How to set and disable a password in the MIFARE Ultralight EV1 tag?
I would like to set and disable password protection on the MIFARE Ultralight EV1 (MFOUL21) tag using tag technology NfcA?
on Android.
I understand that I would use a method nfcA.transceive()

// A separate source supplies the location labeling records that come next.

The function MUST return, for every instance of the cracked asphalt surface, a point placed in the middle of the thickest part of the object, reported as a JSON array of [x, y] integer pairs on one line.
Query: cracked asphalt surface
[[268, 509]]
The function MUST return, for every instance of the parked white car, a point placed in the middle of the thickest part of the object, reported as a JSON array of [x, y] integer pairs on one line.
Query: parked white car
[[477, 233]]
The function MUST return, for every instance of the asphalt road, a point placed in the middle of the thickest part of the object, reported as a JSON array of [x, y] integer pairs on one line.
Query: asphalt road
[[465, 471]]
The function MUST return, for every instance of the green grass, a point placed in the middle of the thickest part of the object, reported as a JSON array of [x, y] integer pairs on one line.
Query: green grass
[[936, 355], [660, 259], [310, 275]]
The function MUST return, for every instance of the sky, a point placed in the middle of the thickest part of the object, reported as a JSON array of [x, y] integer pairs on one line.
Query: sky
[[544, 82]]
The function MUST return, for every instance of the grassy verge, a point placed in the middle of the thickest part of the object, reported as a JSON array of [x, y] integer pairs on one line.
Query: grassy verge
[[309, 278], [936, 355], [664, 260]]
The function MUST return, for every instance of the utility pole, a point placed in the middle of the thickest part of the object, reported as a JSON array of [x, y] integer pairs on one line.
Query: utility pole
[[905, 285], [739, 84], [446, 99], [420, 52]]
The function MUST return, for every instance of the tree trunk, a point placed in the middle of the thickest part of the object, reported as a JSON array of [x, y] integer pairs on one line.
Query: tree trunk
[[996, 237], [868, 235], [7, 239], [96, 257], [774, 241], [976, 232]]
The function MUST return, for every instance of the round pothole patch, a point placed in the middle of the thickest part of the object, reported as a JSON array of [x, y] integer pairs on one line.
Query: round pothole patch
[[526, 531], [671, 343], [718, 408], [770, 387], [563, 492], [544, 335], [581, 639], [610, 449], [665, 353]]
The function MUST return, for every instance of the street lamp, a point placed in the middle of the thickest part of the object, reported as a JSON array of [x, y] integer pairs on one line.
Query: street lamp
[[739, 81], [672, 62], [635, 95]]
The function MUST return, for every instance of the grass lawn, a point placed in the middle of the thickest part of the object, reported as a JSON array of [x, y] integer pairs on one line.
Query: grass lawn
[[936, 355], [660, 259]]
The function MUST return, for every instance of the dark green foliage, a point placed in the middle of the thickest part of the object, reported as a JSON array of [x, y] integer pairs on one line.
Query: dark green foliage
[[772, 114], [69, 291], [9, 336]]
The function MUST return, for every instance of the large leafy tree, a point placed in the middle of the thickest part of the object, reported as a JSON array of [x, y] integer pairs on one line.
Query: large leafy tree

to do this, but I am not sure what the arguments for this method would be, so can someone provide code snippets for setting and unsetting a password?
Update:
As for the TapLinx library, basically I would like the code snippets to nfcA.transceive(...)
be the same:
-
ultralightEV1.programPwd(passwordBytes);
-
ultralightEV1.programPack(packBytes);
-
ultralightEV1.enablePasswordProtection(enabled, fromPageNum);
-
ultralightEV1.authenticatePwd(passwordBytes);
source to share
You can use NXP's TapLinx library (available at https://www.mifare.net/en/products/tools/taplinx/ ) to abstract communication with the MIFARE Ultralight EV1.
To use the "transceiver" according to the datasheet available at http://www.advanide.com/wp-content/uploads/products/rfid/UltraLight%20EV1_MF0ULX1.pdf , you must use the WRITE (A2) command from 25-28 hours.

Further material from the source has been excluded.